No comparecimento inicial desse
quadro é possível verificar clinicamente que o bebê ou pequena criança
realiza uma exclusão ativa dos outros de seu circuito de satisfação,
mesmo daquelas pessoas mais implicadas em seus cuidados. Essa exclusão
ativa costuma ser precedida por uma baixa responsividade aos outros (o
que indica dificuldades precoces na constituição do bebê, que não são
exclusivas desse quadro). Posteriormente, começam a comparecer
dificuldades na aquisição da linguagem e na produção simbólica, tais
como brincar de faz de conta e participar dos hábitos da cultura. Em
lugar dessas produções e pela ausência das mesmas surgem estereotipias
que privilegiam uma autoestimulação sensorial.
A complexidade desse quadro exigiu
que as pesquisas e intervenções nesse campo não pudessem ser reduzidas a
uma única área do conhecimento, tornando necessária sua articulação.

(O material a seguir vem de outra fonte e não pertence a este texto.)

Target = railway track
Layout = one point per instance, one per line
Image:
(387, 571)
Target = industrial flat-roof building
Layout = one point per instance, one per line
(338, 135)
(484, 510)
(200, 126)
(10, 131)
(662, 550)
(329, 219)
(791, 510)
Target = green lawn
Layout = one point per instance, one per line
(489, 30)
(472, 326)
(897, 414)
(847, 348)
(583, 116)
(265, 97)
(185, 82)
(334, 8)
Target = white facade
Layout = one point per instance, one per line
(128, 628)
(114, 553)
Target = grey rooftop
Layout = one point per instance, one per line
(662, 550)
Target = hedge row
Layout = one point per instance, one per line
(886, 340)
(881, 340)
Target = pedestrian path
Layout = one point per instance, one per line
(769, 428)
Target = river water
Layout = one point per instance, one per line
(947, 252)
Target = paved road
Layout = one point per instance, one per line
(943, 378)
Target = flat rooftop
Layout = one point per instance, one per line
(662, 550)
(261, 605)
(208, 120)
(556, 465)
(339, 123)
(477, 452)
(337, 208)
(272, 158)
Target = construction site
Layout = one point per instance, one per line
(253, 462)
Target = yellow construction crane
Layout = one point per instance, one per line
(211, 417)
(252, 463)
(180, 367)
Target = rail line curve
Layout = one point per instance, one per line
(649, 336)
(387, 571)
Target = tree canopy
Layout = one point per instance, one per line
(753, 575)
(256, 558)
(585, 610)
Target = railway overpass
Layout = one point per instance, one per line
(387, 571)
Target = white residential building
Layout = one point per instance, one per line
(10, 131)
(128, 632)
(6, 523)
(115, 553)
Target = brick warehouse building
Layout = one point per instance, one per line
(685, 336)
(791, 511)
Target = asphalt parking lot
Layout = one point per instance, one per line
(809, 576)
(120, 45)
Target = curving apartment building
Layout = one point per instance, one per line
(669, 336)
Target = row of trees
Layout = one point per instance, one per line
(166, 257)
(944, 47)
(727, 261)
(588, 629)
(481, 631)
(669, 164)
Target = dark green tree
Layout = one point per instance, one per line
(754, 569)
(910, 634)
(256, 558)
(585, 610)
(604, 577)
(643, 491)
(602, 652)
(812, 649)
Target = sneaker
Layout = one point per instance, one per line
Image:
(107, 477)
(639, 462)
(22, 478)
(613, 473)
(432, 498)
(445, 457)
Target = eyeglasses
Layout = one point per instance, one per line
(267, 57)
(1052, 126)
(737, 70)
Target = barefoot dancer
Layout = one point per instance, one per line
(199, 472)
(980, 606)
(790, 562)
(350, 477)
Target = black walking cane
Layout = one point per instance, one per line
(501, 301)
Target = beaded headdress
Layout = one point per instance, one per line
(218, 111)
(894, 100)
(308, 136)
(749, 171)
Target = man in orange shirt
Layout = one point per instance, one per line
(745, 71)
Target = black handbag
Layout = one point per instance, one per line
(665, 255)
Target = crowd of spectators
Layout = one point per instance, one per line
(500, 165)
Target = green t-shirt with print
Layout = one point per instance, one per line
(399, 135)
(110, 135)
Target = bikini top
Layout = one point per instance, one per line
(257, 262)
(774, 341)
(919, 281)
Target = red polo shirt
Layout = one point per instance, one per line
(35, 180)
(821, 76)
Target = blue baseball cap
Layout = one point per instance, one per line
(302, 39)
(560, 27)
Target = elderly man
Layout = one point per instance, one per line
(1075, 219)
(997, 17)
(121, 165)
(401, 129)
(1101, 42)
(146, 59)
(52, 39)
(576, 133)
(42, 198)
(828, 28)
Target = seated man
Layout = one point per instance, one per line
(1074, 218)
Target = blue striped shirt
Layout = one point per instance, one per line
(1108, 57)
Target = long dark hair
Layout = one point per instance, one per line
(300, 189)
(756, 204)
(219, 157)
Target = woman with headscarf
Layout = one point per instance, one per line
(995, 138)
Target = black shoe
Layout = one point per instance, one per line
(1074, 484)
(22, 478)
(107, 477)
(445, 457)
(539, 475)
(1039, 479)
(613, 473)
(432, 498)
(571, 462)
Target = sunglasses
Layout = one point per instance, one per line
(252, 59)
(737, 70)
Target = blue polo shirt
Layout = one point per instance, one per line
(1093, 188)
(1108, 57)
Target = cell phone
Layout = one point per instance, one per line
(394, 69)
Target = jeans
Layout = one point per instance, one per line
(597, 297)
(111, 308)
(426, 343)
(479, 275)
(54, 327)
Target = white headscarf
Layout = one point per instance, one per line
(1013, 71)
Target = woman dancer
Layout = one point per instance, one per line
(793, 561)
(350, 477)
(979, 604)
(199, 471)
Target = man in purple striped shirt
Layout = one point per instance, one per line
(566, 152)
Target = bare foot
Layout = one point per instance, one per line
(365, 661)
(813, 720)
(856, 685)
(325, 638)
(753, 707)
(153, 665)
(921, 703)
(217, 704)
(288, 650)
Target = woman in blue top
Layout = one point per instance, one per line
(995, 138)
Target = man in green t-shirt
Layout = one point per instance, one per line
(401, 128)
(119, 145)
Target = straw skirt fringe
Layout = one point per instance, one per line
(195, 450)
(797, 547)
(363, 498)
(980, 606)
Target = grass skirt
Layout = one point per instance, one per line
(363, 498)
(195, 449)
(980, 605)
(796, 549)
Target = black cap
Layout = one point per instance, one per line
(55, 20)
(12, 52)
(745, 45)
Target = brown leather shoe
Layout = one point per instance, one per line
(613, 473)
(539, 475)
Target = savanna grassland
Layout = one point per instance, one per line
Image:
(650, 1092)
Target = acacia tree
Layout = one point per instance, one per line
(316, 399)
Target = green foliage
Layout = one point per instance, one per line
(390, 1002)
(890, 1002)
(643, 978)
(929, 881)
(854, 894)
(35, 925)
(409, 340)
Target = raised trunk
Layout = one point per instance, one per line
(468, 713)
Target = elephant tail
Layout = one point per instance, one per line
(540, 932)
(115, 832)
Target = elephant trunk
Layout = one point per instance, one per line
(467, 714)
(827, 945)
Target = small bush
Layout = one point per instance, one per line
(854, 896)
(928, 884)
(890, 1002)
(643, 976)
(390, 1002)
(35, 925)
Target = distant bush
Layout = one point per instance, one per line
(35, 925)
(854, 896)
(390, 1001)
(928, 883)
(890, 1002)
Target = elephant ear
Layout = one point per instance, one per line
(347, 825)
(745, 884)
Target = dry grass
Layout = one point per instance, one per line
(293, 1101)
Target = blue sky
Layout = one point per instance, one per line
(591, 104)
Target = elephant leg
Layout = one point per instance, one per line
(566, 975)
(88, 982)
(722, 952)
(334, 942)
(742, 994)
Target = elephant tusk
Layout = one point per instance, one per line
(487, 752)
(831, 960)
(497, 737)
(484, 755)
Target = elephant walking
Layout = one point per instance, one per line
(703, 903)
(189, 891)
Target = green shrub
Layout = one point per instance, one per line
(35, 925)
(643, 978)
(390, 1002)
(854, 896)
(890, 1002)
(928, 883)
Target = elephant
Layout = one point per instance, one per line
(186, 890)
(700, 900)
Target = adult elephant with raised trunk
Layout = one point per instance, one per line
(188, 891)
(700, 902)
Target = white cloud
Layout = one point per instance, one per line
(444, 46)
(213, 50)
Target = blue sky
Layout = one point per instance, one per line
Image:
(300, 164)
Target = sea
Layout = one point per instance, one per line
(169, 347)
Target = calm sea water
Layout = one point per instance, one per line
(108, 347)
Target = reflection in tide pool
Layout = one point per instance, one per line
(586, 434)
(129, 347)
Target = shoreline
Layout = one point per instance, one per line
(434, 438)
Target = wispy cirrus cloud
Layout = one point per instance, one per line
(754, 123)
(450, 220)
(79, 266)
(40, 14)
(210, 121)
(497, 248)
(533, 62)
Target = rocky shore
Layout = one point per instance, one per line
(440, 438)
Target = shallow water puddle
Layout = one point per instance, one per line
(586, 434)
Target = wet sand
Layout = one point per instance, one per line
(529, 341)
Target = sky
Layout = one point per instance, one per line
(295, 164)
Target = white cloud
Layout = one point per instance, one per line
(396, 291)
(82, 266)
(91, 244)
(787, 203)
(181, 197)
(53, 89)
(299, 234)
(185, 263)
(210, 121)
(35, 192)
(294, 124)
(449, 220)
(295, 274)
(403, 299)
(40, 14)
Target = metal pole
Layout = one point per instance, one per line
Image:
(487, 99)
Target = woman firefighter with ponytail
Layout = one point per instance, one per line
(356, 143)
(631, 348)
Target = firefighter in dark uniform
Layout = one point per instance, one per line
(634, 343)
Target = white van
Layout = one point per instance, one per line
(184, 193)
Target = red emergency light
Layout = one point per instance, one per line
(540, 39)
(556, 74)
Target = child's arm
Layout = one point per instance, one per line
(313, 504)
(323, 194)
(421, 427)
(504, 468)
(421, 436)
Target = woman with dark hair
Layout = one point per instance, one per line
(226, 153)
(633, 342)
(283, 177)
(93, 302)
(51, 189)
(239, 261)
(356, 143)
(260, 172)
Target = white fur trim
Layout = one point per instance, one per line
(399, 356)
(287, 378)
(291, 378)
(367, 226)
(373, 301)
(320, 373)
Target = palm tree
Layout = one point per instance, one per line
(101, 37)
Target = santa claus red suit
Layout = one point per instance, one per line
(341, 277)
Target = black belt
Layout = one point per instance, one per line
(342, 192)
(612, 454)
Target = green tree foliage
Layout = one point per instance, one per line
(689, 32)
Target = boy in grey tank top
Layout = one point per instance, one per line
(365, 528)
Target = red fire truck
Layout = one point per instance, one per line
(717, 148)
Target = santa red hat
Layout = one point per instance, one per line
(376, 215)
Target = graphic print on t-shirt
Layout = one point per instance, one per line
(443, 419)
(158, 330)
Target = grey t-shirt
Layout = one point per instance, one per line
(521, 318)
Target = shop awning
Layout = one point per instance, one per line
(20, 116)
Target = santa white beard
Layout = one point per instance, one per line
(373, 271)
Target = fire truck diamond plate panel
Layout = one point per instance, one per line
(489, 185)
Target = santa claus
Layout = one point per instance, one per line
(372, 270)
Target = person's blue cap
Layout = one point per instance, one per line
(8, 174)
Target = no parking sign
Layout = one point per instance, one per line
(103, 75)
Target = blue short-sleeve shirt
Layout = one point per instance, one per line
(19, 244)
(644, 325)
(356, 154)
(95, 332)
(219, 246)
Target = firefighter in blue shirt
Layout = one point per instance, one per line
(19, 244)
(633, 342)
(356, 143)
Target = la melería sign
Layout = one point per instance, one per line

Por isso a psicanálise não intervém nem avança no conhecimento sobre o
autismo de modo isolado e, portanto, a interdisciplinaridade é um dos
princípios que fazem parte da metodologia dos psicanalistas ao tratar de
pacientes com quadros de autismo. Isto é necessário dado que, com
grande frequência, o autismo aparece associado a outros problemas que
tornam imprescindível uma intervenção conjunta.
Nas diversas pesquisas médicas
realizadas por geneticistas, neurologistas e psiquiatras encontram-se
correlações entre a incidência de autismo e algumas patologias
orgânicas, mas não uma única causa que possibilite centrar seu
diagnóstico em exames orgânicos ou seu tratamento em uma solução
medicamentosa.
Se desde o aspecto orgânico esse é o
atual estado das coisas, há consenso sobre o benefício produzido por
tratamentos que intervenham na relação da pessoa com autismo com os
outros, possibilitando que suas produções possam ocorrer em uma
circulação familiar, escolar, social e cultural.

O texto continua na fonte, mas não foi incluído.